Massachusetts residents may be interested to hear that a recent study found that many established medical practices are ineffective or, worse, damaging. The study found that while many practices are found to be effective, many practices have not held up to further study. These outdated practices are often hard to eradicate from medical practice, even after they are disproven.
According to the study, various articles in the New England Journal of Medicine demonstrate instances of malpractice. For instance, 40.2 percent of articles about current medical practices demonstrated that those practices were ineffectual, and another 21.8 percent of articles testing current medical practices failed to show that those practices are successful one way or another. In addition, only 27 percent of the overall articles tested current medical practices; the majority emphasized new or experimental techniques that the study’s author feels are less important than understanding whether current practice is successful or not.
While surgical errors are one of the most feared forms of medical malpractice, they are not the only thing potential patients should be wary of. Malpractice comes in many shapes and sizes, and not all of them are readily discernible. Negligent operating room staff and improper use of surgical equipment can both lead to a worsened condition, but it can be hard to prove after-the-fact that either one of these events have taken place.

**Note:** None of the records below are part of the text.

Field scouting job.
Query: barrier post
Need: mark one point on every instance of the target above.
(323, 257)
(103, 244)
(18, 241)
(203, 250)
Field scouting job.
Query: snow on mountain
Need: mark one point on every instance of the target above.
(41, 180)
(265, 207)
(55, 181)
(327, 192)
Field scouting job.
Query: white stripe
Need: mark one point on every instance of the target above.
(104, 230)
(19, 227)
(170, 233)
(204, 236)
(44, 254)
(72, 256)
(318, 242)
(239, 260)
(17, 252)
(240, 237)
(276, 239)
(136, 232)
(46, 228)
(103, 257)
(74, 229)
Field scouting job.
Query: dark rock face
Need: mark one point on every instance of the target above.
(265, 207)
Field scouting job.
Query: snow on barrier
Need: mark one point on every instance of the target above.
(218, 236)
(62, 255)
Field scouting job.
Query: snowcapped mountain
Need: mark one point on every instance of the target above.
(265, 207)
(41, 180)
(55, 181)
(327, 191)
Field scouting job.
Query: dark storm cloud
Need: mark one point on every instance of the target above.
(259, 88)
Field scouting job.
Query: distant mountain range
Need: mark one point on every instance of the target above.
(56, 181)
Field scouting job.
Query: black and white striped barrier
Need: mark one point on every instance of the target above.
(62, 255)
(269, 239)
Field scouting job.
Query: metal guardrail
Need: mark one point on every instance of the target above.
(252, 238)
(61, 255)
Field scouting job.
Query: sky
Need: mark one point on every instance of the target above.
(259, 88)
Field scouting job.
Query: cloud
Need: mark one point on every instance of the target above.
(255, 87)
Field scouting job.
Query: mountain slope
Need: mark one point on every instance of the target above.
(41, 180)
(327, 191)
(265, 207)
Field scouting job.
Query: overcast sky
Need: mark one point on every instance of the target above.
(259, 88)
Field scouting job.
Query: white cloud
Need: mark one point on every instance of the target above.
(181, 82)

An experienced malpractice lawyer may have an understanding of state and federal regulations regarding proper medical procedure, and he or she can investigate the practices of the operating room staff to ensure compliance with those regulations. Similarly, an attorney may seek to review a patient’s before-and-after medical condition to determine whether malpractice can be identified. If a patient suspects that they’ve been damaged by malpractice in some way, an attorney may be able to initiate a lawsuit on their behalf to help ensure the victim receives any compensation to which they’re entitled.